Illustration by Benoit Tardif

A group of international development and health organizations launched a pressure campaign in November against the International Tax and Investment Center (ITIC), a Washington, D.C.-based think tank that has been criticized as a mouthpiece for the tobacco industry.

The coalition took particular aim at the ITIC’s extensive list of companies and organizations it claimed to have an association with on its website, contacting each entity to confirm the state of their relationship. This resulted in demands from Nestlé, the World Bank and law firm Pinsent Masons, among others, that the ITIC immediately remove all references to them from its website. The ITIC has since removed all references to organizations that complained.

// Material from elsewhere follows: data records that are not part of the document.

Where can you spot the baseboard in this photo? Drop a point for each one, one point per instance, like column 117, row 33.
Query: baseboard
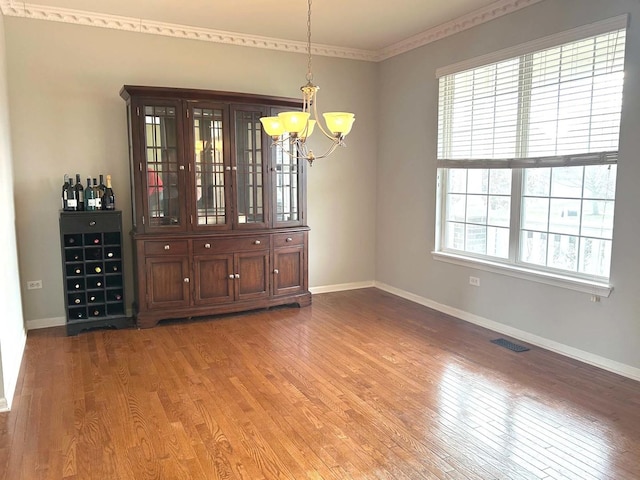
column 341, row 287
column 55, row 322
column 11, row 375
column 571, row 352
column 45, row 323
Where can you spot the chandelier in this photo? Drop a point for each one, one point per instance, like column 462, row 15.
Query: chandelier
column 291, row 129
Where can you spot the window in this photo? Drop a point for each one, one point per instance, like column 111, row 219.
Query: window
column 527, row 156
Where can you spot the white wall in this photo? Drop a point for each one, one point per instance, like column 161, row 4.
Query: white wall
column 67, row 117
column 12, row 334
column 407, row 193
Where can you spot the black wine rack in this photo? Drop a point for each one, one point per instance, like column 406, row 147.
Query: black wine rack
column 92, row 265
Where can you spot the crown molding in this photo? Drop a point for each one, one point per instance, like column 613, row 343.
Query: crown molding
column 140, row 25
column 473, row 19
column 80, row 17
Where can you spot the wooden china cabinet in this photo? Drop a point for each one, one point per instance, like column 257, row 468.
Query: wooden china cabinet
column 218, row 214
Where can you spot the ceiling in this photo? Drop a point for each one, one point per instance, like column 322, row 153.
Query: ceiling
column 369, row 25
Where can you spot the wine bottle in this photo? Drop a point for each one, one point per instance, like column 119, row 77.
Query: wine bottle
column 65, row 189
column 72, row 199
column 90, row 197
column 97, row 195
column 101, row 188
column 79, row 192
column 109, row 199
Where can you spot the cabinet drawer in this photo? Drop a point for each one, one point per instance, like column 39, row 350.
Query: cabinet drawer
column 169, row 247
column 88, row 222
column 228, row 245
column 288, row 239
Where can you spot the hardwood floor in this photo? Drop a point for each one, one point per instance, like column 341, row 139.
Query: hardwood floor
column 361, row 385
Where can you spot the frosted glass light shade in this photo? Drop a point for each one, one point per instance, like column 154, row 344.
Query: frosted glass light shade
column 307, row 133
column 273, row 126
column 339, row 123
column 294, row 122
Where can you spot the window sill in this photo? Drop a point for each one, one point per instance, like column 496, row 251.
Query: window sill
column 585, row 286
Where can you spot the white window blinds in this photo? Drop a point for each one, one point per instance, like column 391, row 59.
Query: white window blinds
column 554, row 107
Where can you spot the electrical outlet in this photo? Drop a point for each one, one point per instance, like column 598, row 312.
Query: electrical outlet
column 34, row 284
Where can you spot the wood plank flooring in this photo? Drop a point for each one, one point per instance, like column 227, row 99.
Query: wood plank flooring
column 361, row 385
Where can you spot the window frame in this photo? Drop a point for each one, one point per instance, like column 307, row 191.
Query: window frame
column 513, row 266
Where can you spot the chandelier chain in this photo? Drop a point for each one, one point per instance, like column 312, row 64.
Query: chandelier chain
column 309, row 74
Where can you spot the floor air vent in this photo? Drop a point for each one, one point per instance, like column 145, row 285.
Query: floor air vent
column 510, row 345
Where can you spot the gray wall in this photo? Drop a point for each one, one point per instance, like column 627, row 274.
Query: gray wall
column 407, row 193
column 12, row 334
column 67, row 117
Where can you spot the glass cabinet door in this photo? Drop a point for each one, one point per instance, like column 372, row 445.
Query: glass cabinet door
column 209, row 173
column 287, row 178
column 163, row 185
column 250, row 169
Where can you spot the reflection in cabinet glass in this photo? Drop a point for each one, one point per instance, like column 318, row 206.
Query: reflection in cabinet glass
column 213, row 205
column 209, row 166
column 161, row 144
column 249, row 167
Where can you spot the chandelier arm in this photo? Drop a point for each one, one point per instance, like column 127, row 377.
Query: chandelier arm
column 331, row 149
column 317, row 119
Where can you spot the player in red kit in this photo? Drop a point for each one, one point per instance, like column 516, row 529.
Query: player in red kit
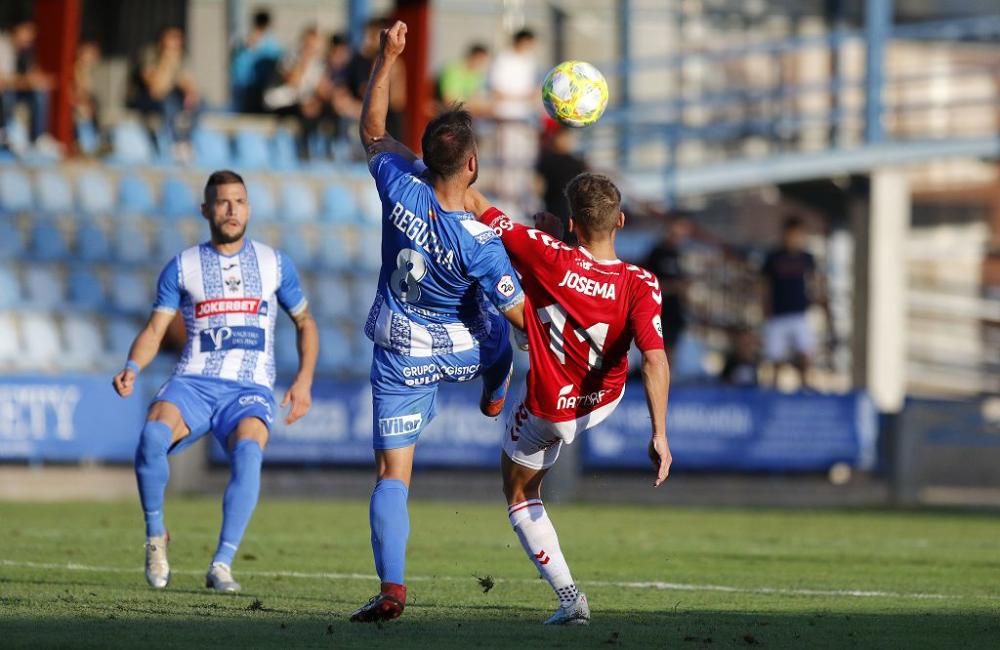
column 583, row 309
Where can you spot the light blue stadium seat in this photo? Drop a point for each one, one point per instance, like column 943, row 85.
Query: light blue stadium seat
column 11, row 239
column 177, row 199
column 131, row 293
column 298, row 203
column 339, row 205
column 121, row 333
column 10, row 288
column 295, row 243
column 252, row 151
column 131, row 144
column 283, row 153
column 332, row 253
column 86, row 291
column 41, row 347
column 262, row 203
column 95, row 194
column 131, row 244
column 335, row 354
column 84, row 344
column 15, row 191
column 47, row 242
column 134, row 196
column 43, row 288
column 92, row 243
column 54, row 193
column 170, row 241
column 211, row 148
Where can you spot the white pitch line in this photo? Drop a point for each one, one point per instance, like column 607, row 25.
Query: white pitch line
column 662, row 586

“This is a fantastic victory,” said Deborah Arnott, chief executive of Action on Smoking and Health. “For years, this tobacco industry-funded tax think tank has bolstered its credibility by claiming the support of major global organizations – and now those claims have been revealed as completely hollow.”

Describing itself as an organization founded to promote tax reform and public-private initiatives, the ITIC has received significant funding from tobacco companies in the past and often weighs in on tax issues related to tobacco pricing.

In 2014, the director general of the World Health Organization, Margaret Chan, warned attendees at an annual gathering for the Framework Convention on Tobacco Control to not trust the ITIC’s intentions: “Please, do not be fooled by them. Their agenda, at least, is easy to see: to undermine your power, your efforts to adopt the robust, expert-driven proposed guidelines on tobacco tax and price policy.”